First, I should say that I have not bought nor do I now buy the concept of an "information economy". I think software is very much like other goods in the marketplace and is simply more of the kind of thing that has been sold in the capitalist marketplace since its inception. Software is developed by people who need to be educated and thus relatively unproductive during that time. The resources spent in their upkeep and the upkeep of the relatively unproductive people who train them are the scarce and "rival" resource. If the resources that support information were not "rival", then there would be Stanford's, Oxford's and M.I.T.'s everywhere and accessible to everyone. It appeals to the Ayn Rand ideal of today to think of brilliant individuals solving the world's problems based simply on what they read in books and their own creativity. Fine, except somebody had to write those books and while she did she wasn't making any TV sets or welding car doors but she did require food, clothing, shelter and lots and lots of coffee, all scarce resources. Modern technology simply gives the business of ideas (which really boils down, in an economic sense, to industrial design) more efficient means of broadcast and makes design work less likely to be wasted on redundant effort.

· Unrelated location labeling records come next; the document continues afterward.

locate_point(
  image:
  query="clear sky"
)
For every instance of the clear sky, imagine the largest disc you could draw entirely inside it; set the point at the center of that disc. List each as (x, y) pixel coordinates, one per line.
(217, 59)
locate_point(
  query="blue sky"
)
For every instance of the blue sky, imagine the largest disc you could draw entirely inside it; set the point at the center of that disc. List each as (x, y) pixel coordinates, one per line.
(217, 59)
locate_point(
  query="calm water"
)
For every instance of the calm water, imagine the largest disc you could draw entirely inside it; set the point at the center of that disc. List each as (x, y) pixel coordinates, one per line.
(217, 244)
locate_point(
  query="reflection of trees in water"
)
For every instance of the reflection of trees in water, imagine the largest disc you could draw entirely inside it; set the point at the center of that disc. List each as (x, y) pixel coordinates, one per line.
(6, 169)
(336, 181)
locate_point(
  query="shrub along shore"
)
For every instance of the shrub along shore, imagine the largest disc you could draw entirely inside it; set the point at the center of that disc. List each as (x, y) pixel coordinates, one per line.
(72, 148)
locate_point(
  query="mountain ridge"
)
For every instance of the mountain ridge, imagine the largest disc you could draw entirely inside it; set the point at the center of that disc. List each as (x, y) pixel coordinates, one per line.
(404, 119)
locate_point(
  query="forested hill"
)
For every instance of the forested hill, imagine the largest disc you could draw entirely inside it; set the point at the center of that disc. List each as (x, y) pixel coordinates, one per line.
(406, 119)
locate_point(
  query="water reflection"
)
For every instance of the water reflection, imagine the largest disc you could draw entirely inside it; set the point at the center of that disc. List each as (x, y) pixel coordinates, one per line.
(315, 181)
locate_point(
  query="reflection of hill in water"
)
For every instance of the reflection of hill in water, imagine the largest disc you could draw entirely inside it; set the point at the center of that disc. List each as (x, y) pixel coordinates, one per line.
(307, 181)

As for the idea of "effectively zero marginal costs", it is based on the idea that some engineer develops a prototype and the subsequent copies are simply a matter of printing the disks. People in the software industry tell me that a prototype and fifty cents will get you a cup of coffee (possibly with a venture capitalist). Software, like all other industrial designs, has to be continually re-worked at significant cost.
>Excludible in that it is easy and simple for someone--the "owner"--to
>control who gets to use a good. The fact that control over use is easy
>(although Karl Polanyi would point out the extraordinarily complicated and
>convoluted process by which it became "easy") means that it is possible to
>push decisions over resource allocation away from the center and out to the
>periphery of the economy, where the person-on-the-spot has a good chance of
>knowing what the best use is. But if goods are no longer excludible with
>ease, then the decentralized decision making that was one of the market's
>key advantages is no longer possible.
It's unclear to me what this "excludible" idea means. I'm writing to you right now on software that was bought by somebody else.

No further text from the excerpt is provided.